Bernie Ecclestone is justifiably credited for transforming Formula 1 into the blockbuster, billion-dollar commercial enterprise it has become in the past three decades.
From looking after the team's relationship with race organisers in the 70s, as the owner of the Brabham outfit, to eventually becoming the all-embracing ring master of the sport, Ecclestone's endeavor of building the sport into its current global powerhouse status has been a long and profitable process, and one from which many have reaped tremendous benefits.
In a recent interview with Autocar magazine's Jim Holder, Ecclestone was asked about the single best decision he ever made during his forty years at the helm of Grand Prix racing.
Bernie's response involved a seemingly minimal finding, but it was one that would prove crucial to the sport.
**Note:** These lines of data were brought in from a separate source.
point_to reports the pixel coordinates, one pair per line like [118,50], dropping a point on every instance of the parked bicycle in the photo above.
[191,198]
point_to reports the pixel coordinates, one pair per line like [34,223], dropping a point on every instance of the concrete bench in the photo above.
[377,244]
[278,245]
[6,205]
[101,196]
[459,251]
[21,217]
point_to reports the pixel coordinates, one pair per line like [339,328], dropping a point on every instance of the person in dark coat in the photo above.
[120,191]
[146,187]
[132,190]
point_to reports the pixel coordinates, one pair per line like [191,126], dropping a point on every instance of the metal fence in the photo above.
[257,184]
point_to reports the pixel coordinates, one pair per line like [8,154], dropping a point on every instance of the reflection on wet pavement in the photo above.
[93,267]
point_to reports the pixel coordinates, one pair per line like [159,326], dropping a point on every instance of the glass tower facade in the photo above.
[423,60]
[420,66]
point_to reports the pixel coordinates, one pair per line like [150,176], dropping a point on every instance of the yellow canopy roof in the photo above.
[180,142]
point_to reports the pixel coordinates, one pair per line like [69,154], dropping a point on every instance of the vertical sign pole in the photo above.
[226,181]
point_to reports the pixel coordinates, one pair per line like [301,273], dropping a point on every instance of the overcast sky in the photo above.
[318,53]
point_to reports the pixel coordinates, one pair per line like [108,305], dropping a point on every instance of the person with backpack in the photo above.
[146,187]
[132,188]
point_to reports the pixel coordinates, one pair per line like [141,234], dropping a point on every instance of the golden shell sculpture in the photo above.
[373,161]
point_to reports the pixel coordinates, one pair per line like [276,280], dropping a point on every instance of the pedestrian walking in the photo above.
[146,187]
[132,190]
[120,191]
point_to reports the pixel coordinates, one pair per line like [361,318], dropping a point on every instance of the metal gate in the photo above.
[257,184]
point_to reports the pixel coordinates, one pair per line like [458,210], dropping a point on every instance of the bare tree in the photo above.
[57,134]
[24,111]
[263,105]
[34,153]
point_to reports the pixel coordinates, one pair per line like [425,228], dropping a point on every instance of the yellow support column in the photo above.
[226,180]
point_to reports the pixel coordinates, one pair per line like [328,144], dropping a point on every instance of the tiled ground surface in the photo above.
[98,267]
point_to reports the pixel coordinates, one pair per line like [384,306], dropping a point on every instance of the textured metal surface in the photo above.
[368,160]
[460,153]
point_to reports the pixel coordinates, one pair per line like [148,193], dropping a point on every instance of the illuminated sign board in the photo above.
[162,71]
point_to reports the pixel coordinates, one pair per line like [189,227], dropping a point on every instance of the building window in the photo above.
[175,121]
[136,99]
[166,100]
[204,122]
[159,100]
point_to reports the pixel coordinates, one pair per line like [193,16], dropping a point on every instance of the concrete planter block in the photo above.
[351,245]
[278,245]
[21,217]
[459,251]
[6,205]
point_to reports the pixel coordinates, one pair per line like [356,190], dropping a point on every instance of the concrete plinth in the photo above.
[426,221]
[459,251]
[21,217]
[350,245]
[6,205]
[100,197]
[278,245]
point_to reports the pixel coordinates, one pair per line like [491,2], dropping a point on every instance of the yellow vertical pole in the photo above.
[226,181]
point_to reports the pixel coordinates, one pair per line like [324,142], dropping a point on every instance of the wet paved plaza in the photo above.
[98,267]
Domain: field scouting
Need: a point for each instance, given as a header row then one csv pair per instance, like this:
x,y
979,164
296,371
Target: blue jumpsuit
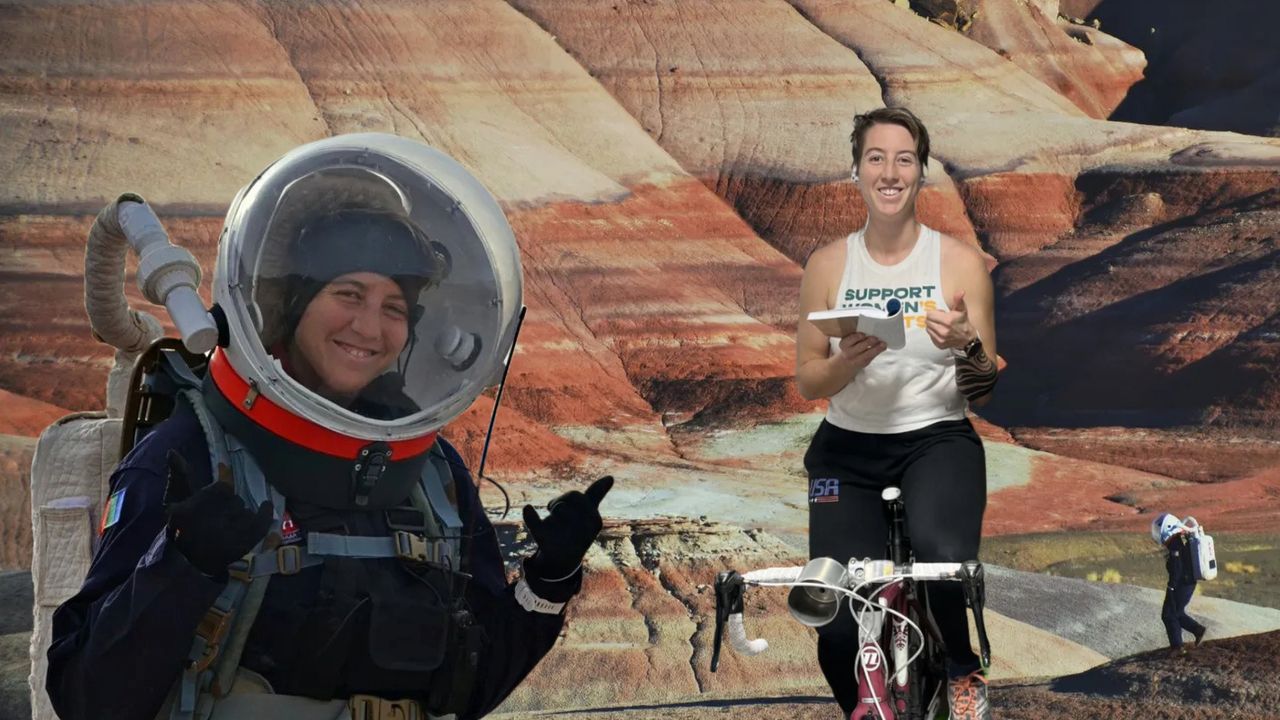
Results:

"Well, I hope I’ve made a lot more good ones than bad ones," he quipped.
"If you’re putting me up against a wall for an answer, I’d say it was when we took the decision to start all the races at the same time on a Sunday so that broadcasters could schedule it to a rhythm.
"It was groundbreaking, and it took quite a bloody-minded attitude. But we did it, and it transformed the sport."
Formula 1's transformation under Ecclestone's reign started when cash came pouring in from the massively lucrative TV deals negotiated by Mr. E which ramped up big time at the turn of the century.
A fixed starting time for Sunday's races allowed for better program scheduling among the networks, not to mention better advertising sales for free-to-air broadcasters, and the installation of a race weekend routine for viewers.
For all the success and fortune he has enjoyed as the sport's supremo, Ecclestone insists that money was never at the forefront of his decisions.
"No, definitely not," he said. "Wanting to do a good job. That’s all. Never the money.
"I do what I think is the right thing to do. Always have. And I’m not just doing the right thing for myself, but also for the people who I’m doing the deal with.
"I like the deal. Always have. I can’t imagine ever stopping looking for deals."
While ruthless in business, Ecclestone says he's never fallen out with anyone or broken his word after agreeing to a deal, many of which have been sealed with a mere handshake.
"I can’t remember who or why," claimed the 89-year-old who is set to become a proud father for the fourth time this summer.
"I can’t remember if I ever have. And it wouldn’t have been to get out of something. Might have been something insignificant. Never anything important."